Pesos ligeros
Las competiciones europeas nos han confirmado la violenta pasión del gremio de entrenadores por los futbolistas corpulentos. La situación podría describirse así: en caso de duda, deciden que hombre grande, ande o no ande. Alguien dirá que estaba escrito; la visión de las fornidas bandas de noruegos, ucranios, checos y alemanes nos ha devuelto a los primeros años de la hamburguesa, cuando los agoreros anunciaron que los descendientes de Maradona, Butragueño, Bruno Conti y otros tahúres de bolsillo terminarían sucumbiendo ante las futuras réplicas de Briegel, Hrubesh, Augenthaler y demás paquidermos de factoría. Puesto que se aceptaba sin discusión el valor del tamaño, tendríamos que renegar de los geniecillos; prescindir de la originalidad, renunciar al encanto de la sorpresa, exiliarnos en la cuenca del Ruhr y acostumbrarnos a disfrutar del material pesado. En resumen había llegado la hora de marcar el paso. Vivir para bostezar.Pero, frente a tanto pesimismo, los artistas del peso pluma siguieron apareciendo regularmente en todas las grandes escuelas y siempre lo hicieron del único modo posible: compensando la pequeñez con la calidad. Cada cual en su estilo, todos llegaban con trucos de refresco; unos pulsaban la pelota como tocarían un instrumento musical, otros preferían acariciarla como si fuese un animal doméstico, y los más ambiciosos, en fin, se disponían a renovar el catálogo profesional con sutilezas que nadie había concebido hasta entonces. En distintos equipos y lugares, los socios de Denilson se pusieron a restaurar la célebre bicicleta de Leivinha, mientras, aceptada la infalibilidad de Garrincha, sus colegas más avanzados descifraban la carrera de la liebre y descubrían todas las variantes posibles del cambio de ritmo. Cuando alguno de esos seres irrepetibles desaparecía prematuramente, se llevaba su propio repertorio, de modo que dejaba en los espectadores el sentimiento de que nada volvería a ser lo mismo. Tenían razón en todo salvo en la melancolía, porque, aun sin pretenderlo, los nuevos intérpretes, siempre veloces y livianos, siempre enclenques pero siempre unidos por la necesidad de innovar, también se convertirían en sucesivas piezas únicas.
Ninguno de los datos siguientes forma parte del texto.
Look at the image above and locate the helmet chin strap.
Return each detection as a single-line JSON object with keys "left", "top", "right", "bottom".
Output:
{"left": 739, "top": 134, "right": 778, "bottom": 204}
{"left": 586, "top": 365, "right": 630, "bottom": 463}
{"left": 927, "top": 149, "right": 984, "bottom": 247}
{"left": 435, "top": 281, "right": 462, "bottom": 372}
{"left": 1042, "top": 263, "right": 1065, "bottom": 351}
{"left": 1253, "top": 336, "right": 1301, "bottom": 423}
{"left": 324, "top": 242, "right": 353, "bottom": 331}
En esa estirpe de ilustres diablillos, el extremo inferior de la escala evolutiva sería El Burrito Ortega. Representaría a los grandes jugadores de suburbio, esos chicos que, forzados a una competencia desleal, tienen que tirar de navaja y licenciarse en picardía. Otros consiguen desarrollar hasta límites excepcionales una única cualidad definitiva, preferiblemente la rapidez. A este grupo de hombres bala pertenecen Owen y Piojo, gente pasada de revoluciones cuyo sistema nervioso es en realidad una jaula de grillos. Como los purasangre, ocupan su lugar en el cajón, separan las aletas de la nariz y, entre corvetas y relinchos, viven pendientes del banderazo de partida y se mueren por un metro de ventaja.
En esta especializada fauna menor hay también híbridos de gato y ratón. Son los Savio, Overmars, Recoba o Giggs; seres obligados a invertir los papeles por exigencias del cerrojo. Atrapan la pelota como si fuese un ovillo y, sin tiempo para respirar, miran las zarpas del defensa, estudian la relación entre posiciones y equilibrios, y de pronto, fsss, se infiltran en el área pegando gritos y virajes.
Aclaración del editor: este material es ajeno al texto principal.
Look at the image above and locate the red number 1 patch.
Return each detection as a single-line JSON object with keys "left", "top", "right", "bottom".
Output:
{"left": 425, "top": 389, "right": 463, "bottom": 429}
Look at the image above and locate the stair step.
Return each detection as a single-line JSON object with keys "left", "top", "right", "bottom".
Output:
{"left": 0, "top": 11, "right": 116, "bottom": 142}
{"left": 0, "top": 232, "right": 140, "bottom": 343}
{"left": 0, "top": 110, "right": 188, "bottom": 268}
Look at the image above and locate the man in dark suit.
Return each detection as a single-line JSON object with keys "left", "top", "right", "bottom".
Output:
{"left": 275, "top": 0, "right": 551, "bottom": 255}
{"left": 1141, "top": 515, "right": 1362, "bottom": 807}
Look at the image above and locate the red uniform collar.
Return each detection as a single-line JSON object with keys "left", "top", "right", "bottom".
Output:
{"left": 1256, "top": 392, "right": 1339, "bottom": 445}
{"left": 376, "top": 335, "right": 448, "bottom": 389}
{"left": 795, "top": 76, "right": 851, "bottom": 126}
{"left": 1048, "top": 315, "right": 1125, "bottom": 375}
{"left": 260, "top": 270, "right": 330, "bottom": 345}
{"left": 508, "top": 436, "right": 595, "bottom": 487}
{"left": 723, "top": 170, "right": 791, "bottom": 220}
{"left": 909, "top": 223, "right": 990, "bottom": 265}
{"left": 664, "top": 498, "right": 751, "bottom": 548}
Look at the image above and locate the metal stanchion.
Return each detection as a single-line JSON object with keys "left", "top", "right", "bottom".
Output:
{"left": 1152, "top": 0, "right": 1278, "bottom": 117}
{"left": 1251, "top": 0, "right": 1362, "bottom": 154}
Viéndoles en su endeblez parece imposible que puedan salir indemnes, pero cuando vuelven del botiquín siguen deslumbrándonos con su misteriosa creatividad. Por eso el pronóstico no ofrece dudas: a despecho de la amenaza de los gigantes, los pigmeos no están en vías de extinción.
Bien podemos decir que llegarán sin problemas al siglo XXII. Que conseguirán sobrevivir sin apuros al fútbol de mono, grasa y acería.